Ainsi, si la division P&ME est organisée en quatre grands marchés mondiaux, la division luxe et lifestyle se décline en quatre collections de marques, incarnées par une personne en charge de leur évolution au plan mondial. En l’occurrence Omar Acar pour Raffles et Orient Express, Maud Bailly pour Sofitel, MGallery et Emblems, Gaurav Bhushan pour l’offre lifestyle d’Ennismore et, enfin, Mark Willis pour Fairmont.
Cette dernière marque, pionnière dans le développement durable et largement axée sur le MICE, compte aujourd’hui un tiers de ses établissements en cours de rénovation pour maintenir son standing élevé, bientôt renforcé par une offre F&B de nouvelle génération et une image de marque repensée. Largement représentée aux Etats-Unis, son futur se tourne aujourd’hui vers les autres continents, son développement ciblant une quarantaine de métropoles clés dans le monde. Sur les 34 hôtels annoncés sur la période 2023-2027, la plupart des ouvertures prévues auront lieu en dehors de l’Amérique du Nord, dans des destinations aussi diverses que Prague, Djibouti et Tashkent, Le Caire, Ryiad et Dubaï ou encore Abuja, Hanoi et Tokyo.

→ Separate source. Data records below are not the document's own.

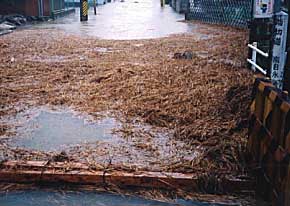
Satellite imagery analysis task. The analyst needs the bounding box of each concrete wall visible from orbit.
[175,0,189,14]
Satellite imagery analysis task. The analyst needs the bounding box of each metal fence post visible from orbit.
[252,42,258,72]
[80,0,89,21]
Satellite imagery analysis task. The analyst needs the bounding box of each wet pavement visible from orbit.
[12,108,120,151]
[34,0,195,40]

Si Sofitel n’a pas la même ancienneté que Fairmont, l’enseigne originelle de Accor sur le haut de gamme se dirige néanmoins vers ses 60 ans, qu’elle fêtera l’an prochain. Là aussi, l’objectif est d’offrir un réseau de qualité plus uniforme en sortant certains hôtels éloignés des standards de la marque tout en mettant l’accent sur des hôtels pouvant devenir leaders sur leurs marchés. Offrant 122 établissements aujourd’hui, Sofitel entend accélérer son développement en Europe – le Sofitel Barcelone Skipper récemment ouvert y incarnant le futur de la marque avec son rooftop et son offre F&B attractive – mais aussi en Chine, au Mexique ou au Vietnam. Parmi les ouvertures prévues dans les prochaines années, Sofitel est attendu à Dublin, mais aussi à Paris, Lille et Marseille en ce qui concerne. En parallèle, l’enseigne va mettre un accent fort sur les grandes villes d’Afrique, du Moyen-Orient et d’Asie avec, sur les tablettes, Le Caire, Nairobi, Auckland, Ryad, Sapporo, Shanghai ou Nanjing entre autres.

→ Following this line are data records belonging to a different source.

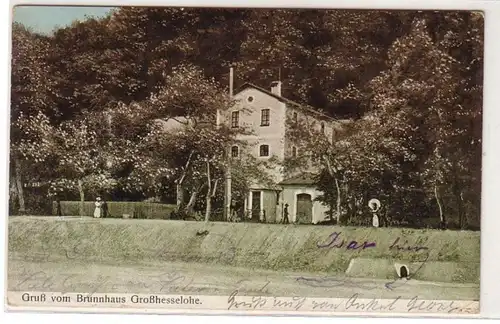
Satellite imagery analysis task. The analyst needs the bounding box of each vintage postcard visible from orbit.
[6,6,484,316]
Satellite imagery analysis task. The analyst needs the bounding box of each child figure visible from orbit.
[94,197,102,218]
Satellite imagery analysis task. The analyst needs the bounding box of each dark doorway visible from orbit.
[252,191,262,222]
[297,193,312,224]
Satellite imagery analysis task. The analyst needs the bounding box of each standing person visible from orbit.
[283,203,290,224]
[94,197,102,218]
[56,197,62,217]
[101,199,108,218]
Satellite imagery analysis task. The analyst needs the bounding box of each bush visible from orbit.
[52,201,176,219]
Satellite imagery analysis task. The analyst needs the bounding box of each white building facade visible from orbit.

Egalement dans le périmètre de cette collection, MGallery, qui compte une quarantaine d’établissements en projet, axe elle aussi son développement sur l’Europe du Sud et l’Asie. Un continent qui verra l’apparition des premiers membres de l’Emblems Collection, une nouvelle enseigne de luxe lancée en 2021 qui attend ses premiers développements en Chine – à Hangzhou et Guiyang – , mais aussi aux Philippines et au Vietnam de même que dans les montagnes rocheuses, au Canada. En attendant un premier hôtel en Europe qui devrait être bientôt annoncé alors que la marque annonce un objectif de 60 hôtels en 2032.
A l’inverse, la collection de marques lifestyle d’Ennismore devrait connaître un développement bien plus rapide. Le Covid étant passé par là, sans doute les propriétaires sont-ils de plsu en plus séduits par toutes ces marques qui, telles Mama Shelter, Hoxton ou 25Hours, ont démontré leur résilience à travers leur forte attractivité auprès de la clientèle locale. En effet, si les hôtels d’Ennismore tirent 44 % de leurs revenus de leurs chambres, l’offre F&B génère 40% du résultat de ces établissements, les 16 autres pour-cent provenant du coworking ou des résidences.
Dès lors, fort de 137 hôtels, Ennismore en attend quasiment autant dans les quatre ans à venir avec plus d’un tiers des développements attendus concentrés sur le Moyen-Orient, 28 % autres en Asie et 22% en Europe. Un développement qui pourrait aussi passer par les Etats-Unis alors que les groupes américains n’ont pas d’offre lifestyle aussi développée. « De ma vie, je n’ai jamais vu un momentum pareil, a remarqué Gaurav Bhushan, à la tête de l’entité d’Ennismore. Nous sommes au bon moment, à la bonne place, avec les bonnes marques ».